Lunar Fancies and Earthly Truths: The Moon Hoax of 1835 and the Penny Press

Pages 253-268 | Published online: 09 Jul 2012
 

Abstract

This piece is an article based on the second chapter of my dissertation Embellishment, Fabrication, and Scandal: Hoaxing and the American Press. In it, I examine the most successful and sustained hoax in the history of journalism: a series of articles that convinced readers, editors, and even some scholars, that there was a civilization of bat-like hominids living on the moon's surface. In spite of a lack of public outrage, editorial discussions of the hoax raised a number of key definitional ideals about what news, as a commodity, should be. This was, I argue, one of the earliest professional discourses on news and one that prefigured a key problem that would loom large later in the century: attempting to balance, on the one hand, a desire for sensational and provoking stories, and on the other, present verifiable and truthful accounts of happenings in reality.

Notes

In subsequent reprints and collections of Poe's work, the title of this piece was changed to The Unparalleled Adventures of One Hans Pfall. For the sake of consistency, the character will be referred to as Pfall.

For a recent example of a hoax operating under these circumstances, one need only think back to the Sokal Affair in 1996 in Social Text.

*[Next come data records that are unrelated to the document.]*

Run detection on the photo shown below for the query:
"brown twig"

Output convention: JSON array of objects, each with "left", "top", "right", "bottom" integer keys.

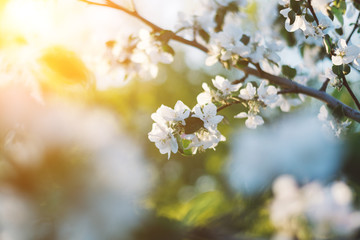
[
  {"left": 341, "top": 75, "right": 360, "bottom": 110},
  {"left": 347, "top": 12, "right": 360, "bottom": 44},
  {"left": 307, "top": 0, "right": 320, "bottom": 26},
  {"left": 319, "top": 79, "right": 330, "bottom": 92}
]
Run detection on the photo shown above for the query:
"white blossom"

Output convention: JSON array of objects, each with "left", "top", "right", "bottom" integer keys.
[
  {"left": 257, "top": 80, "right": 279, "bottom": 105},
  {"left": 238, "top": 82, "right": 256, "bottom": 100},
  {"left": 270, "top": 175, "right": 360, "bottom": 238},
  {"left": 151, "top": 101, "right": 191, "bottom": 126},
  {"left": 192, "top": 103, "right": 224, "bottom": 130},
  {"left": 311, "top": 0, "right": 332, "bottom": 15},
  {"left": 216, "top": 0, "right": 247, "bottom": 7},
  {"left": 274, "top": 95, "right": 302, "bottom": 112},
  {"left": 332, "top": 39, "right": 360, "bottom": 66},
  {"left": 322, "top": 68, "right": 342, "bottom": 89},
  {"left": 234, "top": 111, "right": 264, "bottom": 129},
  {"left": 280, "top": 8, "right": 307, "bottom": 33},
  {"left": 197, "top": 83, "right": 214, "bottom": 105},
  {"left": 189, "top": 129, "right": 226, "bottom": 151},
  {"left": 148, "top": 123, "right": 178, "bottom": 159},
  {"left": 212, "top": 75, "right": 242, "bottom": 96},
  {"left": 318, "top": 105, "right": 351, "bottom": 137}
]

The incident and its aftereffects marked, as Paul Guillory points out, by competing discourses within the academic fields of the humanities and sciences, as well in the popular media as it became a part of the “culture wars” (474-5).

By contrast, an outsider hoax is one which originates outside a specialized discourse community or field, which attracts significant media attention before being revealed as fraudulent. These hoaxes tend originate from the audience and are usually perpetuated on media institutions themselves.

All citations of the Moon Hoax articles are from the 1975 reprinting of The Moon Hoax; or, A Discovery That the Moon Has a Vast Population of Human Beings, originally published in 1859. I have consulted the original articles in the Sun to determine original publication dates and article/serialization breaks. For ease of access and greater legibility, I have referenced this collected edition.